The bridge has been designed to respond to this feedback. The design was produced to meet the following objectives:
- To improve inclusive transport to support sustainable growth on the Isle of Dogs.
- To provide clear routes and an attractive crossing experience for users. The emergency staircase on the north quay shall not only not restrict functionality but become an opportunity to make the design unique and distinctive.
- To contribute to place-making and to provide an attractive landmark in the area.
- To enhance the local identity of the area responding to both its present and past.
- To be elegant when closed, visually unobtrusive when seen from a distance, but beautifully sculpted and detailed when seen close up.
- To be striking and elegant when opened.
- Not to completely block, open or closed, the valuable north-south views along the bridge.
- To make subtle references to the industrial/commercial past of the area when closed.
- To suggest, when closed, what will happen when the bridge opens.
- For the moving span to have an aesthetically pleasant underside (very visible when the bridge opens).
- To minimise the number of supports in the water and to provide a light design.
- To have materials that are appropriate given the architectural value of the site.
- To provide spaces for pedestrians to wait on the bridge when the north span opens, rather than having to wait on the dockside.
The latest design meets all these aspirations. It is slender and unobtrusive, with a sculptural unique geometry. The void created on the deck of the main span not only guides users away from the emergency staircase on the north quay but makes the structure lighter and more transparent, distinctive and memorable when the bridge is open, allowing views through the deck.

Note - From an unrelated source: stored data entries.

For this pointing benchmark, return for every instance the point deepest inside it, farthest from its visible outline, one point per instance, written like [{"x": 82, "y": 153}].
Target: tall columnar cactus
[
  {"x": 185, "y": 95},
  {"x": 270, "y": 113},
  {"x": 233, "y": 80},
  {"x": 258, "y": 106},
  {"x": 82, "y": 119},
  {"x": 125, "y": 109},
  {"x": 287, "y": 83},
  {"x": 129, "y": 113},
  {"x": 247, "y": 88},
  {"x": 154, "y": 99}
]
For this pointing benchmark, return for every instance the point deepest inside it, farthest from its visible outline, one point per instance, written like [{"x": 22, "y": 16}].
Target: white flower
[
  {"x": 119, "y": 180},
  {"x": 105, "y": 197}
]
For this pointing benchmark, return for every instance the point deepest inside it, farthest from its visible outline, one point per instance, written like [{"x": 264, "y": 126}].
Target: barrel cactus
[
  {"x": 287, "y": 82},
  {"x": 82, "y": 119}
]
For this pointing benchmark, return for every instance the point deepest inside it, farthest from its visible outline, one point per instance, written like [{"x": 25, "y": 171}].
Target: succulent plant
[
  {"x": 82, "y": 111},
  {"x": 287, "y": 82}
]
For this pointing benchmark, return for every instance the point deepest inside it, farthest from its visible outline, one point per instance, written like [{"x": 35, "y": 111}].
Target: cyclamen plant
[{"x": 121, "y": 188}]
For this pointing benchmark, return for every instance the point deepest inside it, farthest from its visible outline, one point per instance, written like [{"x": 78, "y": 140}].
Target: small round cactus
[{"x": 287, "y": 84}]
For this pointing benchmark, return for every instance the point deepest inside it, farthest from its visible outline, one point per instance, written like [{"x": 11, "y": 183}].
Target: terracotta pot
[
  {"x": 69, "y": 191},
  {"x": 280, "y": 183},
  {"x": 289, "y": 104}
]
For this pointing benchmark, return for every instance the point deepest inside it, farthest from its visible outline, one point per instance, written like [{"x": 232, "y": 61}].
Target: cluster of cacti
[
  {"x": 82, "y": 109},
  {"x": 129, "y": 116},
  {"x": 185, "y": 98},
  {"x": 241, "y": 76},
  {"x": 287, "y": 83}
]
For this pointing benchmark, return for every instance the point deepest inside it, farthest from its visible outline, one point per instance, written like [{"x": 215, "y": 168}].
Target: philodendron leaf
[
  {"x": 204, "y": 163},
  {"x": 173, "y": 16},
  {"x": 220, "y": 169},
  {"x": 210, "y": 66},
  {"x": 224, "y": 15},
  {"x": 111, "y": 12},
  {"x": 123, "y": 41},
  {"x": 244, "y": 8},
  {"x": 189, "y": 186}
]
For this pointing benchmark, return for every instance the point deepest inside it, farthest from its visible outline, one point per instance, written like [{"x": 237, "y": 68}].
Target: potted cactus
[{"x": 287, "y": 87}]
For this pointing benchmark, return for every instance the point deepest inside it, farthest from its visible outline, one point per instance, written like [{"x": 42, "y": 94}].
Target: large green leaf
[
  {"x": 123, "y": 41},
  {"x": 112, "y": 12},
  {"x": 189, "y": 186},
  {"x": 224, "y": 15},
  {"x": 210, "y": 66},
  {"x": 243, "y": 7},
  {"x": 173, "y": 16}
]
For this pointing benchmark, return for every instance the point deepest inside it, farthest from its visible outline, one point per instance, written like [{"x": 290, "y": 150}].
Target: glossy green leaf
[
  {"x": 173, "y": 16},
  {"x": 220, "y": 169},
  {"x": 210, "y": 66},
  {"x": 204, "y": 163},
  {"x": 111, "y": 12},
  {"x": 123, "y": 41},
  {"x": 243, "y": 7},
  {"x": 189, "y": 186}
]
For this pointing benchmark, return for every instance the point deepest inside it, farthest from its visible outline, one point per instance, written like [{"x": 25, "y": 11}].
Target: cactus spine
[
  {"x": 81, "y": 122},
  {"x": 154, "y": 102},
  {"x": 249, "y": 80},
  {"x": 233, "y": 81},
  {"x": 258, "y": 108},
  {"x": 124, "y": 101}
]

The steel structure of the bridge has been elegantly and subtly shaped to create light and shadow contrasts on its surfaces. This not only adds interest to the bridge form and makes it look lighter, but also helps to pay tribute to the area's heritage. The bridge resembles the soft curvy shapes of the base of the historic cranes that were once along the quays, or the hooks workers used to handle goods when the site was a commercial port.
Engravings on the steelwork at the north ends of the structure suggest how the bridge will open and are also a nod to the history of the site. Colours are neutral as per the feedback from the initial consultation, having used an elegant and complementary range of greys that makes the object blend with its surroundings.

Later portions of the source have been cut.